🏗️ Architectural Standard 2.0: Local Brain, Remote Storage
Status: Draft / In-Progress Date: 2026-01-24 Applies To: All Compute Nodes (memory-alpha, starfleet-compute, risa-recreation)
🚨 The Problem (Why we are changing)
The previous "All-NAS" architecture caused critical stability issues: 1. Fragility: A momentary network glitch causes active containers (Dashboard, Paperless) to crash or reset. 2. Permission Hell: Databases (Redis, Postgres) running over NFS struggle with file locking and user mapping, causing "500 Server Errors". 3. Latency: UI interactions were sluggish due to constant network I/O.
🏛️ The Solution: Hybrid Architecture
We are adopting a "Local Brain, Remote Storage" model.
1. Local Brain (Active I/O)
All "hot" files must reside on the compute node's local storage (NVMe/SSD).
* Path: /opt/docker_data/[service_name]
* Contents:
* Configuration Files (.yaml, .json, .env)
* Application Databases (Redis, Postgres, SQLite)
* Docker Volumes
* Benefits: Instant I/O, simple permissions, high reliability.
2. Remote Storage (Bulk Data)
Only "cold" or "large" files remain on the NAS (TrueNAS).
* Path: /mnt/infra_storage or /mnt/media
* Contents:
* Media Libraries (Movies, TV, Music)
* Document Archives (PDFs)
* Backups
* Benefits: Centralized storage, easy expansion.
🔐 Media Permission Standard (UID 3000)
To ensure seamless integration with ZFS/NFS network storage, all media-consuming containers (Plex, Audiobookshelf, Lidarr, Navidrome, etc.) MUST adhere to the following:
- PUID/PGID: Set to
1000:3000(User:vivianl, Group:media). - Rationale: The NAS uses specific ACLs where GID 3000 is the designated media group owner.
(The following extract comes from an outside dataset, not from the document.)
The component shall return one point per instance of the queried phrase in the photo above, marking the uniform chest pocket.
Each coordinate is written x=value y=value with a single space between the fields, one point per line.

Standardizing services to this pair ensures atomic moves and avoids
Permission Deniederrors. - Inheritance: Use
chmod -R 775on parent directories to ensure proper group write access for automation.
🖖 The "Wormhole" Proxy Standard
All external services must follow the three-tier synchronization protocol:
1. Tier 1 (Oracle Terminator): Public entry. Handles SSL termination and host-header routing to Risa (Port 80).
2. Tier 2 (Risa Gateway): Master router. Internal routing via http:// (to avoid redirect loops with the Oracle Terminator). Must use the verified path: /opt/docker_data/gateway/caddy/Caddyfile.
3. Tier 3 (Service Node): The compute node (Starfleet, Risa, or Holodeck).
🛠️ Deployment Verification Protocol
Before marking a service as "Live," the agent must:
1. Verify Mounts: Run docker inspect to ensure the host path providing the config is correctly identified.
2. Oracle Sync: Add the new subdomain to the Oracle Caddyfile using the oracle_key.
3. Panic Check: Tail docker logs for 30s to catch router panics (e.g., empty BASEURL strings).
4. Signal Path Test: Execute curl tests from Tier 2 to Tier 3, then Tier 1 to Tier 2.
🔄 Migration Plan
Phase 1: memory-alpha (Immediate)
- Dashboard: Move config to
/opt/docker_data/master-dashboard. - Paperless: Move Redis/DB to local Docker volumes. Documents stay on NAS.
- Scripting: Update
deploy.shto sync configs to/optinstead of/mnt.
Phase 2: starfleet-compute (Next)
- Plex/Arr: Configs move to local SSD
/opt/docker_data. Media stays on/mnt/media. - Paperless: DB moved local.
🛡️ Backup Strategy
Since configs are now local, we lose the "automatic" safety of the NAS.
* New Requirement: A nightly cron job must rsync /opt/docker_data -> /mnt/infra_storage/backups/configs.
✅ Success Criteria
- Dashboard survives a network disconnect.
- Paperless loads without 500 errors.
- Plex continues to play media from the NAS.